UKAAP view on Government response to Keogh Report
February 20th, 2014
As a diverse group of Aesthetic Practitioners, we find ourselves positioned rather centrally in this argument. Of course, as responsible professionals, we all value reasonable regulation, clinical governance, protection for patients and serious sanctions against rogue practitioners who create hazard for vulnerable clients. On the other hand, one suspects that medical professional organisations such as the British Association of Dermatologists or the Plastic Surgery Groups would like to see very restricted practice, if for no other reason than the fact that they tend to see problem patients and complications which creates added burden onto the NHS – they don’t see the many thousands of patients who have good outcomes. Nor indeed do many of our Dermatological and Plastic Surgical colleagues even practise injection based aesthetic medicine – it would be very helpful to have a figure – our guess would be less than 5% regularly practising in this area – so statistics from these groups need to be very carefully assessed.
As in all these matters the sensible ground probably lies somewhere in the middle. Of course, a paper qualification for example a Medical Degree or Nursing Certification does not confer clinical skills – but equally important is accountability. By this we mean that Practitioners who are not part of a responsible organisation for example the General Medical or Nursing Council and who do not have to answer to the high moral code of such an organisation can simply behave any way they want with no fear of recrimination.
We asked Dr John Ashworth for his personal view:
Rogue Practitioners abound in every walk of society. One of the biggest growth industries in the modern world is the industry of “Regulation and Accreditation”. There is no shortage of experts in every walk of life claiming that it is their right to tell others how they should be doing their job.
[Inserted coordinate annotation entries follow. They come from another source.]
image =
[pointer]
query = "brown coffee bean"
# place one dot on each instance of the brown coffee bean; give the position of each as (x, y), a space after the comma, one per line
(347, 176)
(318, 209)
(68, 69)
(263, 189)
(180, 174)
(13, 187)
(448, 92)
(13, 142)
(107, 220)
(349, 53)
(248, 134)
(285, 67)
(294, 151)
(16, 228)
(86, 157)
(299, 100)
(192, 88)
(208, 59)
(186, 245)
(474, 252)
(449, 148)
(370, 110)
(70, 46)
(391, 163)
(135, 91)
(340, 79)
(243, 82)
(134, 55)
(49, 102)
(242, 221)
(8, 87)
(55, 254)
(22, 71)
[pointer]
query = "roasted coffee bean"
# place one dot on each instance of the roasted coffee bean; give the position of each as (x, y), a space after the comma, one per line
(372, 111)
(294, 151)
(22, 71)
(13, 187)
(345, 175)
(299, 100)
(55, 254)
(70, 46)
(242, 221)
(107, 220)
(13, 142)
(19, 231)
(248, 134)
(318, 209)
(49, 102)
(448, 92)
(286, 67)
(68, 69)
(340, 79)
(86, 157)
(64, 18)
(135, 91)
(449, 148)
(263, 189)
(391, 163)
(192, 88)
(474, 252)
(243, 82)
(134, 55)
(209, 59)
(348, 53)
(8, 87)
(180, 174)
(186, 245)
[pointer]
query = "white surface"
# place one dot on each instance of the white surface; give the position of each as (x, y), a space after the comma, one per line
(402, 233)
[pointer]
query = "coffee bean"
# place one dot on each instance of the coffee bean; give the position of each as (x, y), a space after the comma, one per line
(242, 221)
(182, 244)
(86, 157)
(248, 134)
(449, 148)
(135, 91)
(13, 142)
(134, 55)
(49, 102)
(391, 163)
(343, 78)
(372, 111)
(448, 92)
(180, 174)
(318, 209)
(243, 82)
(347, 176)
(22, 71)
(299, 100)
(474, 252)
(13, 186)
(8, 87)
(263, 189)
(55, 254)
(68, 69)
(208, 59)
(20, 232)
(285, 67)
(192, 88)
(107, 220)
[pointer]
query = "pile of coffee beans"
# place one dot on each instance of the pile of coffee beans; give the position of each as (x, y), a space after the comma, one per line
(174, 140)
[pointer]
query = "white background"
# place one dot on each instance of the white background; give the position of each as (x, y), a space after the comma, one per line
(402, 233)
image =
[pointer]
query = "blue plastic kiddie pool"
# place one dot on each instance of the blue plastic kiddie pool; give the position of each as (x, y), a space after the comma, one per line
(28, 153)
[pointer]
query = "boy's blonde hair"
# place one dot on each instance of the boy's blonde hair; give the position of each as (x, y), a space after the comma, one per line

In the field of medicine these people tend to claim that they work in “Centres of Clinical Excellence” – the strong implication being that colleagues who do not work with them are by definition practising their trade to a less than excellent standard. These claims and insinuations are usually made with absolutely no supportive evidence whatever.
Unfortunately, Aesthetic Practice in the UK is virtually entirely unregulated and the only real set of rules which the public can rely upon relate to Courts of Law and legal action. Because Aesthetic Practice spans across medical, nursing, etc professional organisations and indeed extends into non-medical areas of practice then there is no single body of experience to exact moral rectitude over its practitioners.
When organisations like the British Association of Dermatologists publish figures according to their surveys of members about side effects and complications it is very important to understand that virtually no members of the British Association of Dermatologists actually perform regular aesthetic interventions (I would guess less than 5% of BAD members on a weekly or daily basis). Therefore the opinion of its membership, though valid in many areas of dermatological practice, would be skewed by seeing only the very worst outcomes from the overall national pool of patients being treated in this manner by many hundreds of practitioners on a daily basis across the Nation as a whole. What is not known is exactly what percentage of clients develop these side effects in the first place. If this percentage is significantly high (for example greater than 10%) then we know that we have a National problem. If this percentage is very low for (for example less than 0.5%) then we would need to take a National view on whether there is anything at all wrong with the industry or whether in fact the industry is performing reasonably well as a whole.
The fact that we have virtually no statistics to discuss sensibly what is going on puts us in a difficult position and makes it very difficult for a Report like the Keogh Report to come to very firm and binding conclusions.